It rained this morning. So I blamed the sky for foiling my plan to go swimming.
It was the kind that looked like translucent threads, fallen haphazardly at an angle.
This reminded me of going swimming in the summer of Beijing when it often rained as we bobbed up and down in the pond.
The rain would land warmly on our cheeks, blur our visions by draping over our lashes, and mess up our strokes as we reached out trying to capture each sparkling drops.
Lou and I would always be the first to run out the house as it gets too hot to do anything else. We'd hardly have anything with us, save for swim wears and sandals. Even those we'd kick off as soon as we caught sight of the pond, with its murky waters and concrete edges. Our shoes would be flying and so would we. Into the water we'd dive, among the thousand other kids already bobbing in the water.
It's a pot too full of dumplings, my mom would always say. But it never stopped us.
The Wang brothers and Lou's best friends Dash would always follow us, along with Dash's younger sister Four. She was like, six by then, but she was called four for some reason and it somehow fit.
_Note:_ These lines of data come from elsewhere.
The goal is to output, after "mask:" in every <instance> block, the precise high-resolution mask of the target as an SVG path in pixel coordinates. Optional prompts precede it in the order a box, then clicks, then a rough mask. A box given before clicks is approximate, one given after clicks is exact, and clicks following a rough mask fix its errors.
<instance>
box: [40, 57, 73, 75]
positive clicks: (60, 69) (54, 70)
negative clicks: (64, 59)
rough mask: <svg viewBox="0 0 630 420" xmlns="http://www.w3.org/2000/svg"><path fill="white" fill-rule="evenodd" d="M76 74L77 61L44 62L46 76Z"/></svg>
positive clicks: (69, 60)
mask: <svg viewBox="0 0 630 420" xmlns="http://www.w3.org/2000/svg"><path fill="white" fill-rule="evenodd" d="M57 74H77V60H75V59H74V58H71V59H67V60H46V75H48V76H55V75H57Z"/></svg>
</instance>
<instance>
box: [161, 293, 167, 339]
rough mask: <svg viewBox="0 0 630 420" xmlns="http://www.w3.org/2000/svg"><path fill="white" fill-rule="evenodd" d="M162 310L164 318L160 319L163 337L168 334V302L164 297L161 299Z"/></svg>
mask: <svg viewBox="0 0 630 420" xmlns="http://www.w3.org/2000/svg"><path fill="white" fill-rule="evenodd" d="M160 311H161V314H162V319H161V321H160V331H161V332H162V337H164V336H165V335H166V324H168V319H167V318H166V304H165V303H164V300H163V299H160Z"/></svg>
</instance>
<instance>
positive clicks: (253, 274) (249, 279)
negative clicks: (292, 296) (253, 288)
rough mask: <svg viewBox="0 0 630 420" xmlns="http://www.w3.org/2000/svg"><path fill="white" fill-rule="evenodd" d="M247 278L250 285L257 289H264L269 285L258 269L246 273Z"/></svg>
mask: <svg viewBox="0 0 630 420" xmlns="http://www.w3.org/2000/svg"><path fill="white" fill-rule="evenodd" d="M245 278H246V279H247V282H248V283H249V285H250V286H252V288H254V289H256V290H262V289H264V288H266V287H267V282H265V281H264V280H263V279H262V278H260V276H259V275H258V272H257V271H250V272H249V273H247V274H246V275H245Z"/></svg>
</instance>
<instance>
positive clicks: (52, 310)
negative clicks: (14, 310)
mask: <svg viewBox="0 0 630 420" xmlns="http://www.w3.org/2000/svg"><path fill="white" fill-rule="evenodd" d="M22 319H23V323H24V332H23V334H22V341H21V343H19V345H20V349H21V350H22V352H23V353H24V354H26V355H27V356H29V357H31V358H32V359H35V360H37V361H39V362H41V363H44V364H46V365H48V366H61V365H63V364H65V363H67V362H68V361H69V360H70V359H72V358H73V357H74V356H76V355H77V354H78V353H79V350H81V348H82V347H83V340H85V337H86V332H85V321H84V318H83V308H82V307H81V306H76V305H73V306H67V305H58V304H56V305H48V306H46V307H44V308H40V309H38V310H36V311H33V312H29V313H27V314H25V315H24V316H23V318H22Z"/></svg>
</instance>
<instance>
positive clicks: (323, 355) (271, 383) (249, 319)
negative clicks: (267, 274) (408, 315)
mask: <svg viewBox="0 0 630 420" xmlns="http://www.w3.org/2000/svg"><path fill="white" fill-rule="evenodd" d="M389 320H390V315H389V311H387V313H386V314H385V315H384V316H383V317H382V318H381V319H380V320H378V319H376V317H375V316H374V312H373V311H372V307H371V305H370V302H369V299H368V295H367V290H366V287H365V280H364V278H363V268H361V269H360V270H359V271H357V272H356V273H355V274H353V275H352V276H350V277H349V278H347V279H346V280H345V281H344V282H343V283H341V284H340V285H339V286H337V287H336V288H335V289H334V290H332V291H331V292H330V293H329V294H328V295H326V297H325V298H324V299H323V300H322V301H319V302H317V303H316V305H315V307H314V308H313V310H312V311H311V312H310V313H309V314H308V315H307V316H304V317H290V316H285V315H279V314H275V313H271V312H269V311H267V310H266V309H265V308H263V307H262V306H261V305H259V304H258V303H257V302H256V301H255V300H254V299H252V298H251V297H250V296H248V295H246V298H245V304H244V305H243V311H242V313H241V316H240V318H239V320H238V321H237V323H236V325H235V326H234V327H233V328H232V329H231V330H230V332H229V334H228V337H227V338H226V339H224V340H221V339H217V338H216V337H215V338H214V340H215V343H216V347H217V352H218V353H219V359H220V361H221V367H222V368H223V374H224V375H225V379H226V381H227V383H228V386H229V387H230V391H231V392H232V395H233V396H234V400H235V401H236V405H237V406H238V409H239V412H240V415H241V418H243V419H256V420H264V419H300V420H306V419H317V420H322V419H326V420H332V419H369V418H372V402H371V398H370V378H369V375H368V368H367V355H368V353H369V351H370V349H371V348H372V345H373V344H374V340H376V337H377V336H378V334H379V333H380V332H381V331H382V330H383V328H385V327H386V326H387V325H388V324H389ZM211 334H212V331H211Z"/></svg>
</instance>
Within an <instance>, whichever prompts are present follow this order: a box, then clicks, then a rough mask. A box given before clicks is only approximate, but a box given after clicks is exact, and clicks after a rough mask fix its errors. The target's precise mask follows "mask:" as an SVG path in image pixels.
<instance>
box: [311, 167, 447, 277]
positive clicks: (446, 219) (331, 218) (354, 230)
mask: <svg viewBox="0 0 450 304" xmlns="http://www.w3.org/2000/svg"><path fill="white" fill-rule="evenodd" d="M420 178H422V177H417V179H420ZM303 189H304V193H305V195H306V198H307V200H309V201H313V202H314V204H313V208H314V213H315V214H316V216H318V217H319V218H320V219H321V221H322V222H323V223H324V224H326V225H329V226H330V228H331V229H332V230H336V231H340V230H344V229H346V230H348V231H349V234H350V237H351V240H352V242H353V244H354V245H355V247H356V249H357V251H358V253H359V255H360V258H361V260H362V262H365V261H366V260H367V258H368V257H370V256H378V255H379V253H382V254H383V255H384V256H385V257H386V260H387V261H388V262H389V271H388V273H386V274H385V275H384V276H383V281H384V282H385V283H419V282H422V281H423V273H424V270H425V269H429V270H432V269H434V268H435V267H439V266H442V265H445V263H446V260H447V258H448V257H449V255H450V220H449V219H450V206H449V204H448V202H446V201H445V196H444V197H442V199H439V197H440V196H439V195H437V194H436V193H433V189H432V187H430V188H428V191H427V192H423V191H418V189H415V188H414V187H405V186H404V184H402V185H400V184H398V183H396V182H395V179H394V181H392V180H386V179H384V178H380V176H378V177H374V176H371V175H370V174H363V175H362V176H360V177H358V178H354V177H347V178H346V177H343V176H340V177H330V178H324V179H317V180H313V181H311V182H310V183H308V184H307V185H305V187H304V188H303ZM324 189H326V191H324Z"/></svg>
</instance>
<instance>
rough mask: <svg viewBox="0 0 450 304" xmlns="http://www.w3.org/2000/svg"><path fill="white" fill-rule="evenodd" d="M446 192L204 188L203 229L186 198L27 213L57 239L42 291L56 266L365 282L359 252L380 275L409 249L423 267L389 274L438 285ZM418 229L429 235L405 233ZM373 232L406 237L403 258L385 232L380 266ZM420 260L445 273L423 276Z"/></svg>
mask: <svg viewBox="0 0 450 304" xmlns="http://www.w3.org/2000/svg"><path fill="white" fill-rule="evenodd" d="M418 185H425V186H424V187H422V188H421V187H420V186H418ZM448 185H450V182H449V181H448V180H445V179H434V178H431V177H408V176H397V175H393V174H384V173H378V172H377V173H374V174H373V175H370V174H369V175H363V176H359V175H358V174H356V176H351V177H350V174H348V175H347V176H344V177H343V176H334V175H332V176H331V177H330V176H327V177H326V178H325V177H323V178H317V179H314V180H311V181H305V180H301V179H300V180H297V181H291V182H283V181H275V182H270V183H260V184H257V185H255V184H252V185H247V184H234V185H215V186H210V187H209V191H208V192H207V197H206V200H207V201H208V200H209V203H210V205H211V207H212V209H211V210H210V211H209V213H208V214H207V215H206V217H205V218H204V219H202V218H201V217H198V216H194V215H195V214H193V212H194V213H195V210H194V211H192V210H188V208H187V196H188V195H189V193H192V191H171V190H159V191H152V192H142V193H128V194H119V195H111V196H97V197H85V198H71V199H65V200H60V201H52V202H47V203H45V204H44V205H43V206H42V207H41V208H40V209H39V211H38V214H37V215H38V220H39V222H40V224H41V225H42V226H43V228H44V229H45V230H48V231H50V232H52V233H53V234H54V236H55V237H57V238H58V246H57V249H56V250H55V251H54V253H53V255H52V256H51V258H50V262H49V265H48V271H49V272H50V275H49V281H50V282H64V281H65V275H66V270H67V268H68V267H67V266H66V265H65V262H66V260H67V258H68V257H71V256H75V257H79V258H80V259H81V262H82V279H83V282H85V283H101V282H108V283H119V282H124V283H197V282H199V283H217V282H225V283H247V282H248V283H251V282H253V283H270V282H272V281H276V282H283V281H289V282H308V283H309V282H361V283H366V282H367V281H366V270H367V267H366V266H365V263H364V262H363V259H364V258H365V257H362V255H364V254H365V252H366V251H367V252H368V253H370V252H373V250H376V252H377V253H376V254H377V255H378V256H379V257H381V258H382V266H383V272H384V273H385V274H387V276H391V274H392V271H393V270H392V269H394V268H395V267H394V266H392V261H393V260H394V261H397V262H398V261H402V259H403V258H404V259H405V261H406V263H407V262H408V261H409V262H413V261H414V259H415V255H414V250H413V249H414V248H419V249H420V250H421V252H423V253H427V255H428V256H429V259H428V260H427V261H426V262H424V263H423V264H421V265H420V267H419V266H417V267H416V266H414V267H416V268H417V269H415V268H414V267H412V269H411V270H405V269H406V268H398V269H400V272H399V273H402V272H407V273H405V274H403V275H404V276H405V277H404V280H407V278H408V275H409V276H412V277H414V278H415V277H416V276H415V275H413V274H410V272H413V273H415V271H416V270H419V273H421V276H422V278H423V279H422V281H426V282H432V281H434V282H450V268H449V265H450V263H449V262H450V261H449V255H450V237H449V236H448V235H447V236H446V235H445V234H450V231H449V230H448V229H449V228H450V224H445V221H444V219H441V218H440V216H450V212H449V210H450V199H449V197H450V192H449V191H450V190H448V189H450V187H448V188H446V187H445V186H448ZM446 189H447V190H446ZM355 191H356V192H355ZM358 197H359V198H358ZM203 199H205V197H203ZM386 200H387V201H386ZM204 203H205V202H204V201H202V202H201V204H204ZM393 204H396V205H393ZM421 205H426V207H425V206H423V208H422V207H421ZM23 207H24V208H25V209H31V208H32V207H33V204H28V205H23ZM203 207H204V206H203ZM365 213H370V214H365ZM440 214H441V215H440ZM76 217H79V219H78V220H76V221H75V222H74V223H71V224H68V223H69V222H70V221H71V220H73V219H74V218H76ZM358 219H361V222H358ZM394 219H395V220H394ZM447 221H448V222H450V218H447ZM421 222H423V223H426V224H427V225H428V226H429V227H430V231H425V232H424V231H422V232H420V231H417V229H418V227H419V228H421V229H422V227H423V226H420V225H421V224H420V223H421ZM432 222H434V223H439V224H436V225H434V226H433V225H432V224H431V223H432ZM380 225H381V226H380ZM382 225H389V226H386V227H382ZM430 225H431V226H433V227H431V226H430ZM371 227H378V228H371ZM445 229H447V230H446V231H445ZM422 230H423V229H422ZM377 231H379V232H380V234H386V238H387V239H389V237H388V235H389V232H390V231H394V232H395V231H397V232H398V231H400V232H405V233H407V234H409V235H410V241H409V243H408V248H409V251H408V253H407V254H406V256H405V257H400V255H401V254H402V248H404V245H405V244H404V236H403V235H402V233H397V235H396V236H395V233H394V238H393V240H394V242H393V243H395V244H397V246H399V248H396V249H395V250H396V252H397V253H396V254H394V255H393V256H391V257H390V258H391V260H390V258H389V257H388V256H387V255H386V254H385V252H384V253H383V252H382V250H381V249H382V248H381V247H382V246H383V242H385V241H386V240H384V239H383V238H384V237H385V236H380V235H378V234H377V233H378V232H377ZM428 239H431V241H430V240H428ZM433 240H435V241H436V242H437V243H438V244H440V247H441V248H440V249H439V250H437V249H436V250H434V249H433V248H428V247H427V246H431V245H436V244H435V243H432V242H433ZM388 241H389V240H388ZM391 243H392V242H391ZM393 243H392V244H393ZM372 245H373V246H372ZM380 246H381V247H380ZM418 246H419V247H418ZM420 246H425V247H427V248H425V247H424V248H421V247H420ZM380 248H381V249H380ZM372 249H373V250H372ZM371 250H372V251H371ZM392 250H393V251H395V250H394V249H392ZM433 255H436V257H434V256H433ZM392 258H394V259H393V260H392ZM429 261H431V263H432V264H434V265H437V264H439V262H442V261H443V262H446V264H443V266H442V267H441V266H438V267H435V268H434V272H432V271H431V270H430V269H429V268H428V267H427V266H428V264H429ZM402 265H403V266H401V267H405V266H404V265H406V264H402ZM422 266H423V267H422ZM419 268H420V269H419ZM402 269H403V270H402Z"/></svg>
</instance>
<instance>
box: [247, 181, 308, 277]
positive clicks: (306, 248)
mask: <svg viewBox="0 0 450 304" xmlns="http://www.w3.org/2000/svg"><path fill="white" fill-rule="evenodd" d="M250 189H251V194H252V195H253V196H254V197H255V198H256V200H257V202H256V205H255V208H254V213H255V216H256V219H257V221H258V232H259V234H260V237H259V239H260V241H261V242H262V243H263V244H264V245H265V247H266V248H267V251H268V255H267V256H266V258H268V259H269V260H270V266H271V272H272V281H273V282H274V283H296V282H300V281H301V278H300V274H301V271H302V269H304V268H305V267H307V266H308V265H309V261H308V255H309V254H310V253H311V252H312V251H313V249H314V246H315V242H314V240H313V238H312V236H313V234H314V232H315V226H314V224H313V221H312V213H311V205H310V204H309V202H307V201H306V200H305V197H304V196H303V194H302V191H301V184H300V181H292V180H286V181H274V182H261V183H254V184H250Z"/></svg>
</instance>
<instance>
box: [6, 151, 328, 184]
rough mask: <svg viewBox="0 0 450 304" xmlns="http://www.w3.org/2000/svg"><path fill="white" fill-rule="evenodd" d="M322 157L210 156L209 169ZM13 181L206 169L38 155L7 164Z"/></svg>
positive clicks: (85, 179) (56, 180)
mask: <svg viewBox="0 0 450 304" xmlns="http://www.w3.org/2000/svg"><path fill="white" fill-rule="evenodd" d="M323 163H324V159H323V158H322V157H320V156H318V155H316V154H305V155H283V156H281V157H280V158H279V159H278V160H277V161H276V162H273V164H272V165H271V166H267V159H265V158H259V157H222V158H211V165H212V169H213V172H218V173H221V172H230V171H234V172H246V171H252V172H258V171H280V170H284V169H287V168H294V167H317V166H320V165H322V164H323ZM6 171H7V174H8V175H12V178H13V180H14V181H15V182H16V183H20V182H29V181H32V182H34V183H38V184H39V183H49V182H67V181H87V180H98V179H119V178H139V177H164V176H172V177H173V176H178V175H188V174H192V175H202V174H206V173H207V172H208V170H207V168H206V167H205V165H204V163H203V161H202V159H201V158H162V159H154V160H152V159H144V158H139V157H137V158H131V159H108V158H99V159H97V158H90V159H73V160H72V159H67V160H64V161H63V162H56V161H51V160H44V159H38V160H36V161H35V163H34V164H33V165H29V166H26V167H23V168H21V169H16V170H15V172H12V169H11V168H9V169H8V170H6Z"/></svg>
She always looked like a child, even later on when she went to junior high, then high school. She had the face of an angel.
Once in the water, Lou would carry her on the shoulder, and swim like a hippo carrying his prize. I tried to get Dash to carry me, but he'd be reluctant at times. I wasn't heavy but Dash was shy. So we each swam on our own. Lou would challenge him occasionally into a fight, which would mean Four and I attack each other sitting on our respective "rides", while they peddle frantically in the water. Lou thought this was funny, and he would laugh out loud whenever he couldn't take it any more, tossing Four into the water as he did so. As Dash dove for Four, I would land in the water, fist punching air or pockets of rain as I went down.
The rain usually drove the other kids away, so we could have the pond all to ourselves. We would finally be able to swim for real, like holding our breathes for more than four or five strokes. I couldn't swim that much anyway, but I loved watching Dash and Lou race each other, their arms tan and hair shiny black against the dimple gray surface of the water. Whenever the Wang brothers were around, Dash and Lou would team up to either race them or fight them into the water. They'd usually win, leaving the brothers ready to "raise the white flag", as they'd say.